By: Staff Writer
April 28, 2026
The Caribbean Development Bank in their Caribbean Economic Review and Outlook 2025 – 2026, said that growth in the Caribbean slowed in 2025 except for in Guyana.
The report said: “Excluding Guyana, growth slowed to 0.6 percent from 1.4 percent as activity weakened across most Borrowing Member Countries (BMCs). Including Guyana, regional growth was 4.7 percent, down from 8.3 percent in 2024, with overall growth still driven largely by Guyana’s performance.
“Among commodity exporters, outcomes were mixed: Suriname recorded moderate gains, supported by offshore energy related investment, while growth was flat in Trinidad and Tobago amid weak performance in the energy and non-energy sectors.”

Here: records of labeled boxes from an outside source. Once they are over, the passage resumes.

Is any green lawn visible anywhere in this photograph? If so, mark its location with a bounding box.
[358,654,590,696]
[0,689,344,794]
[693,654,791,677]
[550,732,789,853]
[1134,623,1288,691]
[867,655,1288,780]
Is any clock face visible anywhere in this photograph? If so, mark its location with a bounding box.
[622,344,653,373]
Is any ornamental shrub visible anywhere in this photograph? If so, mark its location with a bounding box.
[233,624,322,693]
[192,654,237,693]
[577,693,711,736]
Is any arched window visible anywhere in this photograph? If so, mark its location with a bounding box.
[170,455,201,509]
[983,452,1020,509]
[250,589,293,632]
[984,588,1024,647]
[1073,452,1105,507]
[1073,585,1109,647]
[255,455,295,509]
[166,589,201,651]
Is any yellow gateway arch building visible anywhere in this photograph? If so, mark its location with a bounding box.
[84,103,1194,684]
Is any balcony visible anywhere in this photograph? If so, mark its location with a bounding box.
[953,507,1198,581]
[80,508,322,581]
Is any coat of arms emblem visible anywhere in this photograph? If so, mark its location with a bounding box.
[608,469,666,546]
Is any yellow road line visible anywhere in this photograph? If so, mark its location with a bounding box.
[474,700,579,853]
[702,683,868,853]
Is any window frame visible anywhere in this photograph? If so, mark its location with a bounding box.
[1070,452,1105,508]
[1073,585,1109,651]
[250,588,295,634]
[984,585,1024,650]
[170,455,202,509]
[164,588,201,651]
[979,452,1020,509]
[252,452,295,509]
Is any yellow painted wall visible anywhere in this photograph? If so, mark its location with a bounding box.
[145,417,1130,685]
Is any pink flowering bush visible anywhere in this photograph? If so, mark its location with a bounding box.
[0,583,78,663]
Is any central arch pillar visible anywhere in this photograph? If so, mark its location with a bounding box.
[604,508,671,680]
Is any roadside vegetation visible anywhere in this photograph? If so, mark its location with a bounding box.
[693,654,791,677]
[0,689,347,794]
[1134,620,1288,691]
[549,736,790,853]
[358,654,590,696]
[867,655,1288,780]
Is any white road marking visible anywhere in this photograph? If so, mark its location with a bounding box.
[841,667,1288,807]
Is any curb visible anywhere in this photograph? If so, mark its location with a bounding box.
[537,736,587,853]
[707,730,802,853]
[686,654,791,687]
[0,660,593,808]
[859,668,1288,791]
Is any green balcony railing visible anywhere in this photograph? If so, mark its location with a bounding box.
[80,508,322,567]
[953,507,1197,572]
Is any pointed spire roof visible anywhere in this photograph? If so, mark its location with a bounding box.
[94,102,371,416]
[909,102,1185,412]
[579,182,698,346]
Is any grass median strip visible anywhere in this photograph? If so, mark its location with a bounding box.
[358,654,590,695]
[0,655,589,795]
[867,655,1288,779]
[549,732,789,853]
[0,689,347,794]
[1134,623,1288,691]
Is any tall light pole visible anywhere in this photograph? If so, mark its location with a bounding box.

The report also said: “Service-exporting economies recorded softer outturns as tourism momentum eased, source-market conditions weakened, and climate-related disruptions, notably Hurricane Melissa, dampened capacity and demand in Jamaica and Haiti. Haiti’s economy contracted for the seventh year, as insecurity also continued to suppress economic activity.”
The report continued: “Despite subdued growth, labour market conditions remained broadly stable, with unemployment declining in most reporting BMCs. However, longstanding gender and youth disparities persisted, alongside labour shortages. Inflation moderated across the region but remained above pre-pandemic averages. Lower global commodity prices helped push inflation below 2024 levels in nearly all BMCs.
“Fiscal consolidation momentum, however, weakened across some economies. The regional primary surplus, excluding Guyana, narrowed to 1.3 percent of GDP in 2025 from 1.6 percent, reflecting slower revenue growth and rising spending pressures.
“Including Guyana, whose sizeable deficit reflected substantial capital expenditure, the regional overall primary surplus shifts to 0.2 percent of GDP. Debt remained elevated in several economies, with nine BMCs recording central government debt‑to‑GDP ratios above 60.0 percent.
“External balances also came under pressure. Merchandise trade deficits widened in most economies, but most maintained adequate international reserves, supported by external financing, and remittances.
“Financial sectors remained broadly stable, supported by adequate capitalisation, strengthened credit growth, and high liquidity.
“Continued regulatory reforms further supported financial‑sector resilience.”